Project Leads: Sally Corden, Head of Molecular Diagnostic Unit and Zoë Couzens, Principal in Public Health/Sexual Health Programme Lead (Health Protection)
Industry partner: Roche
Public Health Wales NHS Trust
This Bevan Exemplar project enables individuals to get tested for Chlamydia and Gonorrhoea without the need to see a clinician.
GP surgeries and Integrated Sexual Health Services are unable to support the increasing number of individuals seeking sexual health assessment and testing. Many individuals who seek these services are not infected and simply require sexual health education and reassurance.
With the development of non-invasive tests for Chlamydia and Gonorrhoea these patients do not need to see a clinician and could, therefore, access appropriate care without visiting a clinic. This frees up capacity in the specialist services to address the more urgent and complex cases.
The aim of the project was to make Chlamydia and Gonorrhoea tests easily available to more individuals and provide rapid access to Integrated Sexual Health Services for those who require an urgent appointment, without swamping existing clinical services.
This aligns with the prudent model of health by enabling people to self-sample without attendance at a clinic. Individuals use a dry swab technique to self-test and return by standard pre-paid post. This will improve efficiency and empower users to make appropriate choices about their sexual health using tools for self-management.

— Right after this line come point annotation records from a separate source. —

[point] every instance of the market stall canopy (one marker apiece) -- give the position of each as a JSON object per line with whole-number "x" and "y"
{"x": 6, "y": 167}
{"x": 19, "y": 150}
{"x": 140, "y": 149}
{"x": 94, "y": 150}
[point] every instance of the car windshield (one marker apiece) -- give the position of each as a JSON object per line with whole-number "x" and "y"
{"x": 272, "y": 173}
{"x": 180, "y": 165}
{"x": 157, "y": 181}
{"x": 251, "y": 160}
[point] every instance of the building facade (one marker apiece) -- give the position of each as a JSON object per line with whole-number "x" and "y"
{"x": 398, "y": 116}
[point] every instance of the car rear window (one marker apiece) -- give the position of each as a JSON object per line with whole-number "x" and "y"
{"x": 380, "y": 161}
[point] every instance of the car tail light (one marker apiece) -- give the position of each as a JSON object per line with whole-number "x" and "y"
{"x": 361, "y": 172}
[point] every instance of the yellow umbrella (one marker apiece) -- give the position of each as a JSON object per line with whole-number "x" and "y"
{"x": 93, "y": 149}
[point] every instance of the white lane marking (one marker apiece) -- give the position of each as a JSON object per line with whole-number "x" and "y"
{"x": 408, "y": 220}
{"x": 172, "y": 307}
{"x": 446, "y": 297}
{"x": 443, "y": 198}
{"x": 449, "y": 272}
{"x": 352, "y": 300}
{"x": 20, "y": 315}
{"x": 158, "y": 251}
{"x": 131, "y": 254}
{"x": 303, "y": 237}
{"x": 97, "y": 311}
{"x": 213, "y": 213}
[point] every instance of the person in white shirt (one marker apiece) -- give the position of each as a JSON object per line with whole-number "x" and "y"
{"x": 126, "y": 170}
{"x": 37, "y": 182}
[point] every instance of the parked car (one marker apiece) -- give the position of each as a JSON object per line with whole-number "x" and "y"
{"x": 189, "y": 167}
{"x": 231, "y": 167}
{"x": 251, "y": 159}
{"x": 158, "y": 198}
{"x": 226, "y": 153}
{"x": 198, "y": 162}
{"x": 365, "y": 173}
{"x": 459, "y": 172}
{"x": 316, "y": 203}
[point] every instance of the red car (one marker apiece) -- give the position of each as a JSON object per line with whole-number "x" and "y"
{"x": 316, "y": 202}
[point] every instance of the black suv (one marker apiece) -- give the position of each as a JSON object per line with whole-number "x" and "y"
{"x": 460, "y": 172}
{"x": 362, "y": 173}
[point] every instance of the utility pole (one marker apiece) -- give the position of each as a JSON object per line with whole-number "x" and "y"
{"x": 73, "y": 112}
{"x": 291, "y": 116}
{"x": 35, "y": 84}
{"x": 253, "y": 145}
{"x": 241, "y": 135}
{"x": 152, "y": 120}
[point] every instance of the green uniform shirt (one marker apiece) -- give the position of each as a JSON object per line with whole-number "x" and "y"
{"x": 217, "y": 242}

By removing the need for attendance for the initial test, there is a reduction in overall cost of patient care and an improvement in efficiency. This efficiency is a result of removing asymptomatic individuals from the clinic queue (approximately 30% of patients currently seen in clinic), at a time when 10% of patients are turned away due to lack of clinic capacity and of this 10% turned away, 25% are symptomatic.
The main challenge was ensuring that the swab used to test for penile infection was used effectively. To address the issues of insufficient sampling the team moved to Phase 2 in the clinic where they specified the length of time to swab in the instructions.

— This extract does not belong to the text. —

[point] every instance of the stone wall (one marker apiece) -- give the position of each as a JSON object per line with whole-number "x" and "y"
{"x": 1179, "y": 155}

The project team also trialed another method based on the fact that the males are usually expected to provide a urine sample. Phase 3 in the clinic was to request that males urinate on the swab.
The benefits of the project include:
Better access to information, risk assessment and sexual health promotion, including those at high risk of sexual ill health and those who find it difficult to access existing services. This places the user at the heart of care with tools for self-management.
Making the system more efficient by redirecting less complex cases to community testing, which in turn releases capacity in existing specialist services. This allows for more complex case management whilst maintaining direct referral to specialist services for those identified in the community with more complex needs.
Increasing access to sexual health services has been shown to improve sexual health by reducing the impact of untreated sexually transmitted infection (STI) in Wales. It is hoped that this will lead to a reduction in transmission of STIs as a result of earlier treatment
Reduced production and disposal of hazardous waste. It is hoped that by developing a testing service that allows samples to be posted safely, transport costs will be reduced and there will be a beneficial impact on the environment.
The next steps are to use the sampling approach as part of a pilot providing Chlamydia and Gonorrhoea testing through online access. 1,000 tests will be provided to residents of the Hywel Dda University Health Board area.
The evaluation of the tests will continue and will inform the development of an All Wales community testing service for diagnosis of sexually transmitted infections.